В первый раз наши души пошли бродить вместе, среди ночной тишины. Поселок из отелей и дачек, теснящихся вокруг Альгамбры, был пустынен, и только лампы отеля „Вашингтон Ирвинг“ освещали нам дорогу.
Я скользнул к выкрашенным охрой стенам древней арабской крепости, увлекая за собою обожаемую, которая повисла у меня на шее. Мы понеслись вдоль разрушенных стен, которые спускаются к чудесному парку, украшающему узкую долину. Я стал на ноги в длинной аллее около фонтана с гербом Карла V и сел на каменную скамью, посадив возлюбленную к себе на колени. Только журчанье бьющей струи нарушало молчаливое спокойствие ночи».
Я не сразу решился заимствовать эти разговоры из тщательно составленных записок господина Леира; мне они казались малоинтересными для читателей. Однако, я переменил взгляд, когда отнесся к ним внимательнее: в них видна эволюция, медленно происходившая в уме госпожи Делиль, и эта эволюция может выяснить мотивы, руководившие молодой женщиной.

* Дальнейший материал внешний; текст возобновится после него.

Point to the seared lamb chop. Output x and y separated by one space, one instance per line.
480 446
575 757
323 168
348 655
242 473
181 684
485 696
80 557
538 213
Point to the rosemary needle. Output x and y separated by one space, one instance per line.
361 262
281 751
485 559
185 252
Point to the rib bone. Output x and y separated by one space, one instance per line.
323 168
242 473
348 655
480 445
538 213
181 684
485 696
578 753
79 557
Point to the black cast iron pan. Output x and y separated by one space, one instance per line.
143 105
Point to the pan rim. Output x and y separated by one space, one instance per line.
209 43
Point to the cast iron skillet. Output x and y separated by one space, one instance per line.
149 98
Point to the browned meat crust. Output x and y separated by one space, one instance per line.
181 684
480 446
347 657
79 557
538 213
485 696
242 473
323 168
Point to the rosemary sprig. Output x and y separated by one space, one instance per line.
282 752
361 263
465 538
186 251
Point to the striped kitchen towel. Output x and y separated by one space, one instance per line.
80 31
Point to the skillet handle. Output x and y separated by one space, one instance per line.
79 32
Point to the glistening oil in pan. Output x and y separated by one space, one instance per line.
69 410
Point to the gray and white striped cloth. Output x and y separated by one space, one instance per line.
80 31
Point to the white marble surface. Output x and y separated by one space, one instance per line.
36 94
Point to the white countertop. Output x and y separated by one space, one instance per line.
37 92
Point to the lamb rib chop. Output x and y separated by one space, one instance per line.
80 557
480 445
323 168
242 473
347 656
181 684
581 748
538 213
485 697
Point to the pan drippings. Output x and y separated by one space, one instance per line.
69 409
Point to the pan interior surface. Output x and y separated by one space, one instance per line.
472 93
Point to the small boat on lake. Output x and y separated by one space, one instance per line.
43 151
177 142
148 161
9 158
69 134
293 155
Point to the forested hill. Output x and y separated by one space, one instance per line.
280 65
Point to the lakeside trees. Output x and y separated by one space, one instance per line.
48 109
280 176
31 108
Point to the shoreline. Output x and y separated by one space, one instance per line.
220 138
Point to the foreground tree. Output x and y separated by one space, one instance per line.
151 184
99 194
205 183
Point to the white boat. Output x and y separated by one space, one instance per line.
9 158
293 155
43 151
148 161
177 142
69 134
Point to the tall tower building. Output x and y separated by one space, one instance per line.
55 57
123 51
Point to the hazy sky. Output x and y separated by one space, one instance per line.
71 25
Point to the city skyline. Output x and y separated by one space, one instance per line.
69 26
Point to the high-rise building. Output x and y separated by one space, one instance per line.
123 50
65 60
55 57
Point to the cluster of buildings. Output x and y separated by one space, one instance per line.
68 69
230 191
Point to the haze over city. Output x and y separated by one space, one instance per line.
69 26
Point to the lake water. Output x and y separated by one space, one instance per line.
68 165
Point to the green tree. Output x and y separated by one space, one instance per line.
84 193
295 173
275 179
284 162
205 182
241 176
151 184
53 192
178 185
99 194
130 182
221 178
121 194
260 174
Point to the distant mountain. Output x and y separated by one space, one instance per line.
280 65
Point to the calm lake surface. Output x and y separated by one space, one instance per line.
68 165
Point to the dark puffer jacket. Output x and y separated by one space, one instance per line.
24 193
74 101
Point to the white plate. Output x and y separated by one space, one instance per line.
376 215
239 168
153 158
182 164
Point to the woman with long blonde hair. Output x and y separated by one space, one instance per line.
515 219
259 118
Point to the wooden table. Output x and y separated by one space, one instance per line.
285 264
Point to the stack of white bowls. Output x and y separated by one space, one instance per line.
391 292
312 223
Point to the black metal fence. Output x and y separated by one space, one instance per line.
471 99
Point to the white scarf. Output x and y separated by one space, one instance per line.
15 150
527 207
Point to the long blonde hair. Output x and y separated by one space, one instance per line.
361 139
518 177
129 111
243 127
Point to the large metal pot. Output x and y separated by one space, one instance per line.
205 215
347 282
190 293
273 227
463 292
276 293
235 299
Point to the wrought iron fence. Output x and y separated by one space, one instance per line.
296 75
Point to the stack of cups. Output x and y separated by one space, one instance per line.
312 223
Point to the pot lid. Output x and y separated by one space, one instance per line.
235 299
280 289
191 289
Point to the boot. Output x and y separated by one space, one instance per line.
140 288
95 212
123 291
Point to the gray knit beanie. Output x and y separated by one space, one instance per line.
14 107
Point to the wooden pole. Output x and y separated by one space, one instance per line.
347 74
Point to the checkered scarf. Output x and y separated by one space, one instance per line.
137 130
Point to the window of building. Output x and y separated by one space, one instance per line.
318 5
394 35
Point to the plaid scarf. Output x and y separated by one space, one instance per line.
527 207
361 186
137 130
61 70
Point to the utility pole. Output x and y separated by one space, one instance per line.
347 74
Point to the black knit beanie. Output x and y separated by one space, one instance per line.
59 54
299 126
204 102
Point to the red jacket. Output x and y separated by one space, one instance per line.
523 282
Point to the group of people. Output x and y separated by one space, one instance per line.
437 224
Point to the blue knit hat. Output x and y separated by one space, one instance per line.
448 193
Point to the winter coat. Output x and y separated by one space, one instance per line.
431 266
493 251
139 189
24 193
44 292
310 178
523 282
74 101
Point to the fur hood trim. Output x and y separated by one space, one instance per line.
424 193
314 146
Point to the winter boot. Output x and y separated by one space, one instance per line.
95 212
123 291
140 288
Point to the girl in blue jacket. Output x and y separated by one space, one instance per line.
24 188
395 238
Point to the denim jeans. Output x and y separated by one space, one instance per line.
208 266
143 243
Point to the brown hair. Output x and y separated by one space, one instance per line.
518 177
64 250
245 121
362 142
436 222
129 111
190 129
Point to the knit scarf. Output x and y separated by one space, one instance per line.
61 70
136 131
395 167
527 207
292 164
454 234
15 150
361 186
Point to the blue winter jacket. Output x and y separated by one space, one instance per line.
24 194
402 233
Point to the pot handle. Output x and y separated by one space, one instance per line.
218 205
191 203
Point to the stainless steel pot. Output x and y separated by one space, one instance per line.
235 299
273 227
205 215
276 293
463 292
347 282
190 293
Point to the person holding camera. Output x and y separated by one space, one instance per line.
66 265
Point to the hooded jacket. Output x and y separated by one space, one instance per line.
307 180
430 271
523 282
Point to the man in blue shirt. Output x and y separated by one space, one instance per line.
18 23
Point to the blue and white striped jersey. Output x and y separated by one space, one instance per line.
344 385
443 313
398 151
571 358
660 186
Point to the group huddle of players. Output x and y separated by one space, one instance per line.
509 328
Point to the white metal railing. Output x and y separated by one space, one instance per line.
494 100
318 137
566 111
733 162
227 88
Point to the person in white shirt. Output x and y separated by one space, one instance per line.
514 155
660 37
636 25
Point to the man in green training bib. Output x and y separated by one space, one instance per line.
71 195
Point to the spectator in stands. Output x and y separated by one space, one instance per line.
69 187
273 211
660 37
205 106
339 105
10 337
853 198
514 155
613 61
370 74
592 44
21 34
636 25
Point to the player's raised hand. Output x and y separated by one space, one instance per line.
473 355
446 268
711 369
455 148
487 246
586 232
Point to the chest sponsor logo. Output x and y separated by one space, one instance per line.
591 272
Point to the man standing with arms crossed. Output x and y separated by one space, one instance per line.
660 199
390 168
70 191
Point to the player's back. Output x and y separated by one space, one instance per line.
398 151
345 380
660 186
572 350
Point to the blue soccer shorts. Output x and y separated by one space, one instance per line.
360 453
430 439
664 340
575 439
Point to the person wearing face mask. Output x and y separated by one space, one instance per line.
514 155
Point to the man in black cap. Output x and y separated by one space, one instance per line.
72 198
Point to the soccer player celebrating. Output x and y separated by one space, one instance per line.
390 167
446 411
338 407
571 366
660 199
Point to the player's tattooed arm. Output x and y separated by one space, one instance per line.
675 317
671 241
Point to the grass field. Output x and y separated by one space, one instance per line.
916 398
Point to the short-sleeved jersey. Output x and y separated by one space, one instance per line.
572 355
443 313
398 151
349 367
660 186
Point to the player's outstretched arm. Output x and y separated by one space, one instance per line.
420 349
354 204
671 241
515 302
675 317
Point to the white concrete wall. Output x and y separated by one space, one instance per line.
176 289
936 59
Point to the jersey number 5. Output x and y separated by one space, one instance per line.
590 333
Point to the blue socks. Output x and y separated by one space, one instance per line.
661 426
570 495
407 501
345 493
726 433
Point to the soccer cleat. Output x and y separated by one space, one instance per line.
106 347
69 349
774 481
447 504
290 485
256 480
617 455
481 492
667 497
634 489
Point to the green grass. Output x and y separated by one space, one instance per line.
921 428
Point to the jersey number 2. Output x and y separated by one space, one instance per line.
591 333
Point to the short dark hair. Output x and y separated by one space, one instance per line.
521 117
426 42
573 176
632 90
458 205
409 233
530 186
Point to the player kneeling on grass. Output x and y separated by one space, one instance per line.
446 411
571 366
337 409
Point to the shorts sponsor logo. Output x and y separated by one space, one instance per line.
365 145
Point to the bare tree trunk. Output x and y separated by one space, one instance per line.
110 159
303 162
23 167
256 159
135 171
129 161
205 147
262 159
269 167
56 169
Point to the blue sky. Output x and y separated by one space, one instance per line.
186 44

Как врач, я не могу высказаться с уверенностью о странных явлениях, наблюдавшихся в сонном состоянии у господина Леира и m-lle Франшар. Я убежден, что фактически они переданы верно, так как обман по уговору между молодой девушкой и ее возлюбленным мне кажется столь невероятным, что эта невероятность для меня равна невозможности. Сверх того, этот умозрительный довод подтверждается и фактами, о которых здесь нет нужды напоминать.